他听见29岁的梅长苏跟17岁的林殊的声音重合在一起,如当年无异一分。


霓凰怔愣着看着面前跟跟记忆里一点也不一样的清俊男子,他跟17岁的林殊一点也不一样,跟自己幻想过千万次他长大后的模样也无一丝相同之处,却也跟17岁的林殊一模一样,他们不同的皮囊装载着一样光芒万丈的灵魂。


谁说29岁的梅长苏不可能再是17岁的林殊,

无论他变成什么样,

梅长苏就是林殊,

林殊就是梅长苏,

这是不可改变的事实。


她再也忍不住,也不想再忍,她无所顾忌地奔入他的怀抱,汲取他身上的气息,感受他鲜活的存在。


她真的太想他了,这份浓厚的思念和爱意随着岁月的沉淀被发酵得愈发让她舍不得,难放下。


不管多久,不管几次,不管对方变得怎样面目全非,穆霓凰会喜欢上的,会爱上的,都只有林殊一个人啊。


15岁的穆霓凰是这样,27岁的穆霓凰又怎么会变?


她攥紧梅长苏胸前的衣襟,任凭眼泪汹涌,“林殊哥哥我好想你,你个大骗子,说好要好好的,说好一定会回来娶我的,结果我等了你那么久那么久你都没有回来,我好害怕可是我还是一直等一直等你.....”


梅长苏什么都不能说,林殊更是,只能任由心脏被寸寸碾过,痛到麻木,他一下又一下地顺着怀里人顺滑乌黑的长发,而这些话语27岁的穆霓凰根本不会吐露一丝一毫。


她哭累了,便静静地伏在他的胸膛前不再说话,把藏在心里那么久的话说出来,她自己也释怀轻松很多。


霓凰直起腰来,胡乱擦了把脸,小姑娘有些羞窘地捂着脸躲避,“哎呀,这么久没见,又在林殊哥哥面前哭了,丢死人了。”


冷肃凝重的气氛被她孩子气的话语冲散了不少,梅长苏轻笑出声,弹了她的额角一下,“在我面前,你难道还有什么脸面吗?”


她气呼呼地放下手,瞪着他,微鼓着脸,却一个反驳的字眼都吐不出来。


他俩从小一块长大,她什么糗样他都见过,这是实打实的事实。


梅长苏终于妥协于自己的心意,他骗不了自己的心,他选择放过自己,也将17岁的林殊从心底枷锁中释放,牵过她的手,满眼装载那年今日的肆虐爱意和滔天愧疚。


“霓凰,对不起,不该让你等那么久。”


霓凰摇了摇头,“我心甘情愿的。”


她将手从他的禁锢里挣脱,朝他笑得明如霓霞,“时间差不多了,我该走了,我很高兴林殊哥哥的心意和我一样一直都没有变,我跟大霓凰都等了那么久,我得了你一句道歉,那你别让她再继续等了。”

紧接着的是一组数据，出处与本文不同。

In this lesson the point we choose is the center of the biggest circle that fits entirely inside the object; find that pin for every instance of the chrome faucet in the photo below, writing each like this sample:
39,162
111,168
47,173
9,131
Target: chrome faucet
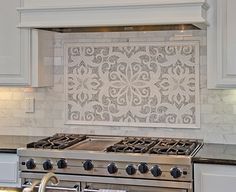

“林殊哥哥,霓凰不知道你在纠结什么,但是我知道,17岁的林殊还在,那爱着穆霓凰的林殊就还在,你爱着我的,不管是15岁的我,还是27岁的我,你们要幸福,我依然会在这里好好地等着属于我的林殊哥哥真正回来,然后看着长大后的我们幸福。”


“霓凰!”


男子从梦中惊醒不断喘息着,背后浸湿一片,额头上密布着点点汗珠。


“宗主!怎么了!”


黎刚正在外面守候,一听得房里动静便急忙推门而入,一瞧就瞧见自家宗主心神恍惚,脸白如鬼的模样,差点没被吓飞了魂。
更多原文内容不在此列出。